Um português médio, que tem um salário médio, como é que decide entre medicina convencional ou alternativa?
DM: É importante que tome decisões informadas e que saiba se na realidade os tratamentos que escolhe têm um fundamento científico ou não. As pessoas são livres de os escolher mesmo que não os tenham.
Quando as pessoas tomam decisões relativas à sua saúde - vida e morte, no limite - não as tomam só com base em conhecimento científico, tomam decisões afectivas, pessoais, e muitas vezes irracionais. Alguém que queira “comprar” o melhor tratamento se calhar não o pode fazer e tem de recorrer ao SNS. Por que é que será importante o Estado meter-se nesta conversa?
DRC: Existem diversos profissionais e diversos cursos com currículos variados.

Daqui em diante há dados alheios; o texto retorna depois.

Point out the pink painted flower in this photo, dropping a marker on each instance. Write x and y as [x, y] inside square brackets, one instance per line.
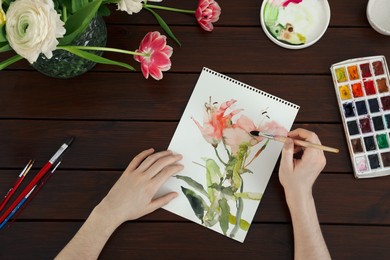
[208, 12]
[239, 134]
[156, 55]
[215, 121]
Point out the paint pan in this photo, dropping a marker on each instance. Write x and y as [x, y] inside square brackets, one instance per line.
[363, 95]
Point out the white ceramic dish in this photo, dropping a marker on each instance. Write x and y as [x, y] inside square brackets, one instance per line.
[378, 15]
[301, 22]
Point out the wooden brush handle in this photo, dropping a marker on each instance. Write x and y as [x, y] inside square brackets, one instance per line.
[307, 144]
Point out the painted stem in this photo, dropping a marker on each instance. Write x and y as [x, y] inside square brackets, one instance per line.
[169, 9]
[227, 150]
[240, 209]
[219, 158]
[94, 48]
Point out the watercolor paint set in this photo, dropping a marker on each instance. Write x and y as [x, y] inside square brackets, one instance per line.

O primeiro interesse na regulamentação é dos terapeutas e há muitos que não querem que avance, porque têm fraca formação científica, pessoal, comercial e ética. Abrem consultórios em vãos de escada, sem as mínimas condições de higiene e segurança para a sua prática; têm cursos de fim-de-semana e de 200 horas.
Mas como é que o paciente distingue entre um vendedor de banha da cobra e um especialista?
DRC: O Estado interveio em 2001 e percebeu que isto tem de ser regulamentado porque os dois milhões ou mais de pacientes que já estão a recorrer a estas terapias querem saber onde podem ir e quem é que têm à frente. As escolas que existem têm de se adaptar a este crivo de formação. Ainda não saíram (legalmente) os planos de estudos da MTC e da homeopatia, mas espero que saiam em breve. Os profissionais que existem estão a ser e têm de ser avaliados.
David Marçal, o que pensa sobre o papel do Estado nesta matéria?
DM: Que sentido é que faz o Estado passar cédulas profissionais a certas pessoas que exercem uma medicina que não funciona, como a homeopatia? São simplesmente comprimidos de açúcar que não funcionam melhor do que um placebo. É como a Direcção-Geral de Veterinária emitir licenças para amestradores de dragões. E dizer que há pessoas que podem amestrar dragões e outras que não. A regulamentação vai dividir as instituições em dois tipos: aquelas que aceitam e que se sujeitam fazer licenciaturas em poderes dos Pokémon, e aquelas que são mesmo de ensino superior a sério.
DRC: O meu ''sound bite'' acaba por se concentrar nisto: os profissionais têm de ser regulamentados; os que existem tem de ser avaliados e tem que se perceber em que condições podem praticar. Não é tão cómico nem humorístico, mas é mais sério.